Of course, we have a lot of fun, while teaching girls independence. Check out these two from Connecticut:


There's Even Room for Knitting
One of the most fun times I had was when I was a Day Camp Unit Leader for Cadettes. This can be a really tough group, and I was very concerned, and not too eager at first. Silly me. The theme for the week was women's history, and one of the activities we were encouraged to explore was learning a craft that was important years ago. Well, of course you can guess that I decided to teach the young lovelies to knit!!!

This could have gone really really well, or really really badly. In preparation, I overplanned activities so we could quickly switch away if it bombed.

I was so happy that it went well.

Being on a rather tight budget, Addi Turbo's, Lantern Moons, and even Clovers weren't in the plan. I purchased dowels-- probably about size 10's, and sharpened them in an old pencil sharpener that came with the house. This was for 15 girls, by the way. (There were a couple of blisters on my thumb and hand that are probably now healing after 5 years.) I started to sand the tips, and then decided to let the girls do it-- good decision! I think the girls took pride in working on their own tools. We glued on ends (I think they were toy car wheels from the wood section at Michaels). And then taught them to knit using donated bulky craft yarn.

I was thrilled at how they embraced the craft.
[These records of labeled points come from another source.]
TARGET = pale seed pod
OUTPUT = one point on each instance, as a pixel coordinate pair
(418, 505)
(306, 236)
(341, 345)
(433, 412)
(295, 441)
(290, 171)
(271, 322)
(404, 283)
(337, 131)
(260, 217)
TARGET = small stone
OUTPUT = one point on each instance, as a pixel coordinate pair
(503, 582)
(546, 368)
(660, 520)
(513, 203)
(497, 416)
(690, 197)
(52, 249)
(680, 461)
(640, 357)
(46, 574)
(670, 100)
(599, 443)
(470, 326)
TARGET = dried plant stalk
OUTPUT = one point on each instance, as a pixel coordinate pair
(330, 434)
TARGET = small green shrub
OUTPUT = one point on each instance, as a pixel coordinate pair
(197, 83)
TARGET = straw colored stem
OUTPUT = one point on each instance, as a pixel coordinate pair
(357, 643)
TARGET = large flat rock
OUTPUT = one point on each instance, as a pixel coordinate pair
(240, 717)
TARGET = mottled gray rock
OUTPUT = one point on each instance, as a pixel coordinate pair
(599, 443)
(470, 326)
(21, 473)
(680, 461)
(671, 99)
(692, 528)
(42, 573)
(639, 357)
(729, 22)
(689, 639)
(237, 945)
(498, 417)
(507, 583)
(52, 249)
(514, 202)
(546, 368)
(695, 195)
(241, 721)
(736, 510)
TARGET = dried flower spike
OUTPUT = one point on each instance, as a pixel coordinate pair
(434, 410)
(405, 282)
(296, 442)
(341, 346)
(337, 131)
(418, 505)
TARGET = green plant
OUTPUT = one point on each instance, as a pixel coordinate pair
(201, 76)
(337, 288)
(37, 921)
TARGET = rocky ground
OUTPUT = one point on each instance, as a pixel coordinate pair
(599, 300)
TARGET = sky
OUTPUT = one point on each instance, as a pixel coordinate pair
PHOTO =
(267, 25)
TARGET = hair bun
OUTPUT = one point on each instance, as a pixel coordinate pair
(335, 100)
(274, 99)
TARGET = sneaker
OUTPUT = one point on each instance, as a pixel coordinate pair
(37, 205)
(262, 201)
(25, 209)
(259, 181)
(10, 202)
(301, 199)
By the end of the week, they even learned to cast on. I learned a lot about teaching knitting to kids, and I learned that I could love even a group of middle-school girls. The night before camp ended, I was at Michaels, and found some close-out knitting needles-- REAL needles-- for $1.00 a pair. So I was able to give each of the girls a pair, and closed out my stash of Wool-Ease.

And Then Some Grown-Up Time

It was hot and sunny. White Girl Need Shade!!! So I took the Metro back, picked up a Raspberry Crystal Lite Slurpee at the 7-11, and drove to KnitHappens where I spent a couple of hours with
Holly and Kelly. They have some cool new stuff, including some shawl pins that I am definitely going to buy several of (some wooden, some carved bone), and some nifty new yarns. I'm still working on the top for The Daughter, but I need to go in small increments because the Jaeger Aqua is a tightly spun cotton with no give that is a bit hard on the fingers for closely knit projects-- but it's gorgeous.

I've been working on the Leaf Tendril sock from Socks Soar on Two Circulars, using Ellen's Half Pint Farm sock yarn that I got at MSW. I really love the colors, and I think that the 1/2 Merino, 1/2 Tencel blend will make them durable.
The pattern isn't difficult, once you decipher Cat Bordhi's sometimes cryptic pattern-writing. This toe-up pattern is different from those I've done before, and the toes are somewhat pointy, even after I stuffed them for the picture. I have rather squared-off feet. But we'll see. I don't feel like frogging this, and I have lots of relatives and close friends with skinny, pointy feet who could use them if they don't work for me. I usually use the short-row start for Wendy's Generic Toe-Up Socks. Next time, I'll stick with a sure thing, use Wendy's toe, and continue on with the other pattern.

(Go, Wendy!!!!)

How I Won't Be Spending Next Saturday
Even though it'll be a good time.
Because I'll be helping to finish Hokie Healing blankets.

And in my life, every day is a Folk festival.

4 comments:

Shanti said...

The Washington Post had a lovely article on the sing along. Glad you had a good time - being a GS was a great thing for me.

Gina said...

You'll not want to be anywhere else but Blacksburg next Sat. I promise!

jody said...

I think that's the most potties I've ever seen in one place at one time. Impressive!

That knitting with the Girl Scouts sounds so great! I especially liked how you had them make the needles-I made 2 sets as gifts for Chrismas thinking it would be a quick easy gift, but it was more work with the sanding, polishing, etc than I thought! I can't imagine making 15 pairs!! Great idea!!! I may "borrow" it for an activity at my daughter's school-if I feel up to the task of teaching a bunch of 2nd graders to knit or even have pointy sticks!!

Loren said...

I haven't done socks from the toe up yet. But I am about to finish a pair of socks so it's time to cast on another pair!